Multiple prefrontal learning systems (Scholl et al., 2015)
Until recently models and experiments on learning have often focused on very simple scenarios such as associations of single stimuli with outcomes. This however neglects that the decision problems humans face in real life are often far more complex. In fact, often multiple pieces of information need to be learnt about simultaneously with the brain keeping these representations separate and preventing other experiences or emotions from interfering with them. To test how the brain solves this problem, I combined computational modelling and brain imaging (FMRI). In fact, people found keeping all information separate difficult, misattributing luck to their choices. One reason such a bias might emerge is because of the strong reward-related brain signals in many regions making it hard to keep this information suppressed even when it is irrelevant. Thus, I wondered whether other brain areas carried signals compensating for this bias. Anterior prefrontal cortex (aPFC) was as a key candidate for this given its role in emotional control. Indeed, I found that aPFC was crucial in overcoming the bias.
Serotonin’s impact on learning and plasticity (Scholl et al., 2017 )
It has been proposed that how plastic the brain is and how easily it can learn is regulated through neuromodulators. Work in animals in particular highlighted the role of tonic levels of the serotonin. However, it is unclear how well these plasticity effects translate to humans. Coincidentally, serotonin is currently the primary pharmacological treatment target for depression, via serotonin re-uptake inhibitors (SSRIs). Here, we tested whether serotonin increases, over prolonged time, improved learning in humans, in a cognitive domain relevant for depression, namely reward and effort learning. We found that sub-chronic administration (14 days) of a standard clinical dose of an SSRI (vs. placebo) in healthy increased learning signals for both reward and effort in several brain areas. Thus, my findings suggested that changes in tonic serotonin levels affect participants’ general plasticity rather than simply emphasizing positive over negative value signals. This contrasted with a common view at the time that serotonin is relevant only for learning about aversive stimuli.
NMDA receptors and decision-making (Scholl et al., 2014 )

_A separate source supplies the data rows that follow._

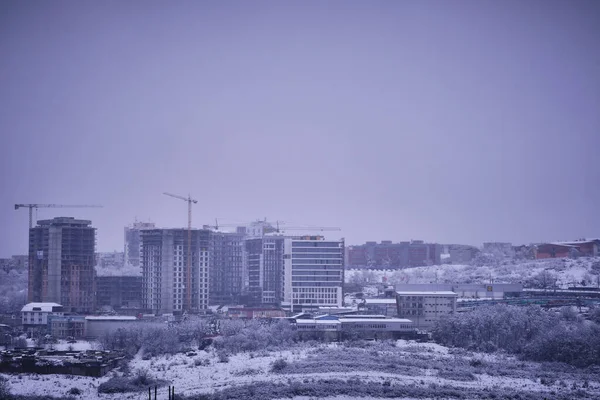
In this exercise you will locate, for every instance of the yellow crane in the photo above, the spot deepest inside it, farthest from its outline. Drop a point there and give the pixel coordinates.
(188, 282)
(36, 206)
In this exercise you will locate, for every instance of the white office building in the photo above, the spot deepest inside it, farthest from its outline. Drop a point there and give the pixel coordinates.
(167, 286)
(425, 308)
(313, 273)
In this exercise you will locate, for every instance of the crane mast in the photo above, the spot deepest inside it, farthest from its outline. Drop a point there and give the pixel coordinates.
(36, 206)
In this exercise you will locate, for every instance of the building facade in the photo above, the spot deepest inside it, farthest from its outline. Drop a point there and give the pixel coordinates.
(61, 267)
(313, 273)
(119, 291)
(265, 270)
(226, 275)
(388, 255)
(167, 285)
(132, 242)
(425, 308)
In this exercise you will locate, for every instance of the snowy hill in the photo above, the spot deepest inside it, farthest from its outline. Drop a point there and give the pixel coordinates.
(583, 271)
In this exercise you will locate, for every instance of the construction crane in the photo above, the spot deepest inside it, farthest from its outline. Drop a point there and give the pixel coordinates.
(36, 206)
(188, 283)
(307, 228)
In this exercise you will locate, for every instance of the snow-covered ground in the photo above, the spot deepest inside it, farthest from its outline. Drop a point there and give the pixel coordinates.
(203, 373)
(567, 272)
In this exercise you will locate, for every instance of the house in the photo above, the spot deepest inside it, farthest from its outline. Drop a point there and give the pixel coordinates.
(34, 316)
(555, 250)
(425, 308)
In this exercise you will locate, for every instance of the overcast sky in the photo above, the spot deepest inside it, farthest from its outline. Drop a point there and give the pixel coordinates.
(447, 121)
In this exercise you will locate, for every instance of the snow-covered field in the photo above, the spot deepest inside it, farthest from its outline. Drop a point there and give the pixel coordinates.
(419, 365)
(567, 272)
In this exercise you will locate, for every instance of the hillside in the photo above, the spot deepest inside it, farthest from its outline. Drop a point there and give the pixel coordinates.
(563, 273)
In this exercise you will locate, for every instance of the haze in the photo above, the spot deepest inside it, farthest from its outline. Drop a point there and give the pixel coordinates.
(451, 122)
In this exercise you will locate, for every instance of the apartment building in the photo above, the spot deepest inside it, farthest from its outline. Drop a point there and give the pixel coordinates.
(167, 285)
(264, 258)
(62, 259)
(425, 308)
(132, 242)
(390, 255)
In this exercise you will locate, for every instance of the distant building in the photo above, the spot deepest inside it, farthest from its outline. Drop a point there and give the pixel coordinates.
(96, 326)
(111, 259)
(388, 255)
(461, 254)
(132, 242)
(62, 254)
(34, 316)
(163, 259)
(313, 273)
(226, 271)
(425, 308)
(382, 306)
(119, 291)
(251, 313)
(555, 250)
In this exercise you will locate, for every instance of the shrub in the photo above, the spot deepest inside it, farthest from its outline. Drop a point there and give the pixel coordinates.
(139, 382)
(279, 365)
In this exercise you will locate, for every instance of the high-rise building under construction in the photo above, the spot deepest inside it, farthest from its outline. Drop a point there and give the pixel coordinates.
(61, 263)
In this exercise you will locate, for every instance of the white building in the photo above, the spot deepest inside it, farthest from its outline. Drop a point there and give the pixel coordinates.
(167, 285)
(425, 308)
(34, 316)
(313, 273)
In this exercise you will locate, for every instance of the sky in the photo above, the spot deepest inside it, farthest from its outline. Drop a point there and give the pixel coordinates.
(449, 122)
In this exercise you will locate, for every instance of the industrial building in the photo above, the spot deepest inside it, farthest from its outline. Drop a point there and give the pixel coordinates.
(265, 268)
(35, 316)
(388, 255)
(119, 291)
(167, 285)
(333, 327)
(61, 267)
(313, 273)
(467, 290)
(425, 308)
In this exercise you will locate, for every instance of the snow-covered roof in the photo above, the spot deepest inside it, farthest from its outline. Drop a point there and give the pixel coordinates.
(381, 301)
(43, 307)
(110, 318)
(318, 321)
(432, 293)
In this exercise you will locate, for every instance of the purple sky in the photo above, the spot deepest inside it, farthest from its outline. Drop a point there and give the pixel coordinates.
(447, 121)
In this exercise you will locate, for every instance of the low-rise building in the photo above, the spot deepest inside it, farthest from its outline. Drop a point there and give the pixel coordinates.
(34, 316)
(492, 291)
(251, 313)
(425, 308)
(96, 326)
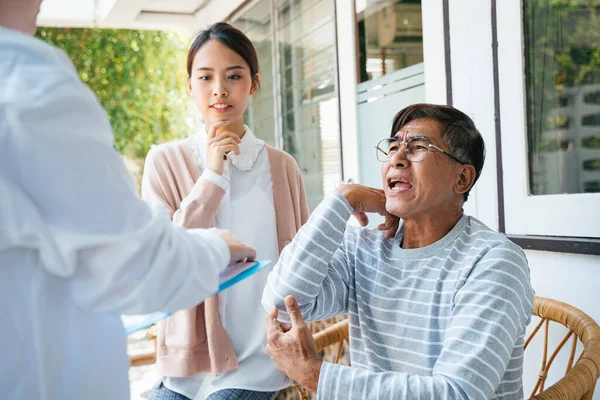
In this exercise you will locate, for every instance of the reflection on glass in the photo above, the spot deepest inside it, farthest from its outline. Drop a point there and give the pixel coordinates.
(255, 22)
(563, 93)
(310, 107)
(390, 36)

After learning, we have to decide how to use what we have learnt and weight it up against alternative sources of information. Human (and animals) can do that in various ways that are more or less optimal given the situation. For example, if you are asked whether you prefer to spin a wheel of fortune with a 90% chance of winning 10 euros (and otherwise zero) or one with a 5% chance of winning 100 euros (and otherwise zero), rationally, you should prefer the first one (as 90%*10 euros is more than 5%*100 euros). However, if you are not quite sure that the probabilities are really 90% and 5% - maybe you never see the wheel of fortune, but have to learn them from a series of outcomes – your preferences might change. Here, with Andrea Reinecke, we found that brain receptors (NMDA) can change what strategies people use this in a pharmacological study. We found that the partial NMDA-agonist d-cycloserine (medical use: antituberculosis medication, off-label use for anxiety disorder) changed people's strategy from linear (i.e. comparing the two options separately on probabilities of winning and amount to be won) to non-linear (i.e. comparing the multiplied together probabilities and magnitudes).
Excitation-inhibition balance and using what you have learnt to make decisions (Scholl et al., 2017)
Non-linear integration could theoretically allow up- or down-regulating of how much learnt relative to new information is used. However, it was still unclear which brain region was particularly relevant for this. Here, I tested the hypothesis that natural variations in dorsal anterior cingulate cortex (dACC) excitatory-inhibitory (E-I) neurotransmitter balance regulates how much learnt information is used. I measured the neurotransmitters glutamate and GABA in dACC in humans using magnetic resonance spectroscopy at baseline, before they did the same learning task as in the studies above.
And indeed, higher levels of glutamate and lower levels of GABA in dACC were associated with both increased strength of the value to be learnt in dACC and increased use of learnt information over new information when making choices. Taken together, these results suggest that dACC plays a crucial role in allowing information that has been learnt to influence behaviour and that, on a molecular level, this may be realised by regulating the E-I balance.